A concepção metodológica da Psicodinâmica do Trabalho está relacionada, por um lado, à invisibilidade do trabalho real e, por outro, à compreensão da coletividade da inteligência no espaço de trabalho. Nas ações visíveis, não se pode alcançar o verdadeiro trabalho desempenhado pelo sujeito. Portanto, a partir da observação do método da Ergonomia, não se pode extrair as façanhas da inteligência. Decorre daí um distanciamento da análise da atividade realizada e a procura pela fala do sujeito. Não interessa, entretanto, a fala individual, mas as construções coletivas, as estratégias formuladas pelo grupo diante das pressões que lhes são impostas (Heloani & Lancman, 2004).

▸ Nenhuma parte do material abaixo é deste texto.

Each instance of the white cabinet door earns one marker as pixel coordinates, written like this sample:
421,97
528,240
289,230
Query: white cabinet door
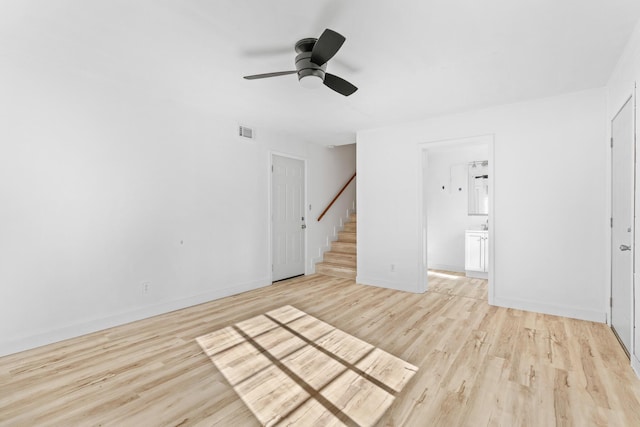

De forma sintética, pode-se averiguar que, na Ergonomia, a atividade foi definida como objeto e a observação foi considerada o método adequado para o seu estudo. A Psicodinâmica, derivada da Psicopatologia do Trabalho, pela via da fala coletiva, se atém à subjetividade. De acordo com Molinier (2003), "a subjetividade é o próprio objeto da Psicodinâmica do Trabalho" (p. 44).

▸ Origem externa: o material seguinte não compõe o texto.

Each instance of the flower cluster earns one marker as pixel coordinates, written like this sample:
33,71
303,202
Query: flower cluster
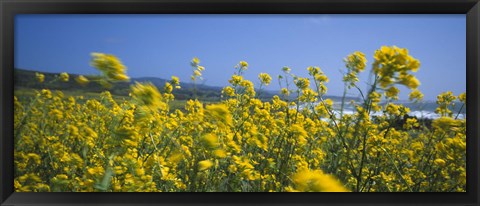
241,143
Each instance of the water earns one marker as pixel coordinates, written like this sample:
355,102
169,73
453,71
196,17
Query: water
424,110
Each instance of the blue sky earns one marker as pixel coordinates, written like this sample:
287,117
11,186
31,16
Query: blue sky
163,45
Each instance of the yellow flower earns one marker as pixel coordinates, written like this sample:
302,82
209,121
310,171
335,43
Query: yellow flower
439,162
229,91
316,181
40,77
147,94
220,112
175,80
243,65
392,92
285,91
265,78
110,66
197,73
82,80
302,83
64,77
462,97
415,94
205,164
195,61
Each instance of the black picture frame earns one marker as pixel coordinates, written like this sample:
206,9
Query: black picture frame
10,8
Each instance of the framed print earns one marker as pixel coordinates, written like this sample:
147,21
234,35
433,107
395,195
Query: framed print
239,102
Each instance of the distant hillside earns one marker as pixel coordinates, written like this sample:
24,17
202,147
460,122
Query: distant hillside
26,79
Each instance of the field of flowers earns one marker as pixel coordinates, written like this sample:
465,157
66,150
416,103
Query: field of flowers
241,144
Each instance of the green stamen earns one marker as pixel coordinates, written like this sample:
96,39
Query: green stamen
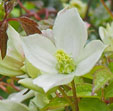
65,64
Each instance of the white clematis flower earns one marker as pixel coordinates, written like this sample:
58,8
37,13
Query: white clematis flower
13,62
106,35
69,56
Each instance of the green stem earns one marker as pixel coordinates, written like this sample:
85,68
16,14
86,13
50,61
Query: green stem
65,96
74,96
108,10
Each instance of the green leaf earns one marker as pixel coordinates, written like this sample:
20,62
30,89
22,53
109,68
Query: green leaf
12,106
55,103
101,77
38,102
28,83
109,91
92,105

Na interpretação sobre a defasagem entre o que se ordena e aquilo que se realiza, tem-se, então, atividade, por um lado, e subjetividade, por outro. Observação e escuta. Em relação a isto, Clot (2010b) pontua que a ergonomia, focada nos modos como o trabalhador realiza suas operações em situações reais de trabalho, não se interessa, a princípio, pelos discursos e centra seus esforços na observação da atividade. A psicopatologia do trabalho, por sua vez, descarta a necessidade das observações e centra sua atenção na palavra proferida pelos trabalhadores.

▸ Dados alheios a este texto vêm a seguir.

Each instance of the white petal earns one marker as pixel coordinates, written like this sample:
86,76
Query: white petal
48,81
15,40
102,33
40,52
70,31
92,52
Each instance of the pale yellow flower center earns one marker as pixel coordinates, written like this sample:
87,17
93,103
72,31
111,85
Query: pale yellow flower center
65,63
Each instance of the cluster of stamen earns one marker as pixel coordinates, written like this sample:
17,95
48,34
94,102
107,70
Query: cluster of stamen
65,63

A Clínica da Atividade, conforme ver-se-á adiante, propõe, teórica e metodologicamente, uma solução dialética na qual se supere a separação entre atividade e subjetividade, de modo a constituir uma unidade de análise em que estes dois termos estejam contemplados, ou melhor, intrinsecamente relacionados. Nas palavras de Clot (2010b): "de um lado, o risco de uma atividade sem subjetividade e, de outro, de uma subjetividade sem atividade. Podemos dizer que a clínica da atividade busca ultrapassar essa dificuldade" (p. 226-227).

 

O ofício

Para a Clínica da Atividade, é preciso ir além da distinção entre tarefa e atividade, trabalhos prescrito e real. O contraponto se dá em torno da capacidade heurística destes pares. Em relação a isso, Clot (2010a) faz uso da crítica de Bakhtin à Linguística de Saussure (1972): a língua (prescrita) não é oposta à fala (do sujeito em ação), tal como o social ao individual, pois entre elas há gêneros discursivos estáveis que permitem a comunicação. Este último opõe a língua, enquanto conjunto virtual-abstrato de formas socialmente convencionadas, à fala, momento em que essa, virtualizada, se materializa na manifestação verbal de um falante individualmente considerado. Bakhtin (1997) argumenta que, nesta perspectiva, a língua não é considerada como prática social, na qual os sujeitos são constituintes e constituídos, mas como "ser social", ou seja, forma fetichizada da linguagem. Por outro lado, ao tomar a fala como o individual em oposição ao social, esta concepção esquece que o falante e sua experiência privada são também produto social. Este falante não é um indivíduo, mas um sujeito socialmente produzido, cuja enunciação é socialmente condicionada, uma vez que a linguagem é a expressão de sua subjetividade a se confrontar ou a incorporar a expressão das outras subjetividades.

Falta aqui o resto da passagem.